Data startup Narrative raises $3M more

Narrative, a startup that makes it easier to buy and sell data, is announcing that it’s raised $3 million in additional seed funding.

The round was led by Glasswing Ventures .  XSeed, Tuhaye and Revel also participated.

When I first wrote about the company two years ago, it had already raised $2.25 million, and its business revolved around a marketplace for data. Founder and CEO Nick Jordan told me that’s still what Narrative offers — but customers have also started using its software to manage data transactions beyond the marketplace.

“Buying or selling data sounds really simple — anybody can write in a board deck … ‘We’re going to acquire data, we’re going to distribute data,'” Jordan said. “But it’s much more complex. As a buyer you want specific records, you’re buying for multiple parties. Every seller sells data in a different format. Broadly speaking, there’s a ton of fragmentation.”

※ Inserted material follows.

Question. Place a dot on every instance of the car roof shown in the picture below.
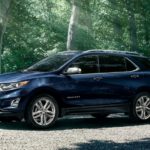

And yet, these transactions do happen, with or without Narrative . But Jordan said companies have “historically built their own systems out of duct tape and prayers,” and they often lack features that “seem incredibly trivial, like reporting how much data was sold or bought.”

With Narrative, on the other hand, businesses don’t need to spend the time and resources to create this infrastructure, and they get a tool that allows them to monitor, and hopefully grow, their entire data business.

As this happens, the broader landscape around buying and selling user data is changing, thanks to GDPR, the California privacy bill and the potential for more regulation.

Jordan acknowledged that when GDPR went into effect, Narrative saw “a fairly precipitous drop in data made available in the EU.” At the same time, he said, “The industry as a whole grew up a bit,” and that’s made the technology more appealing to some customers, because it provides “full transparency between the buyer and seller.”

“It [gives] you the ability to do your own due diligence and make sure the data you’re getting is compliant, based on your own reading of GDPR law,” Jordan said.

In fact, he claimed that Narrative really started to see a positive response from customers in the second and third quarter of last year — coincidentally or not, right as GDPR was going into effect.

“This money is really to show that we’ve found product market fit,” Jordan added. That means investing in sales and marketing — and if that pays off, Narrative can probably go out and raise a bigger round.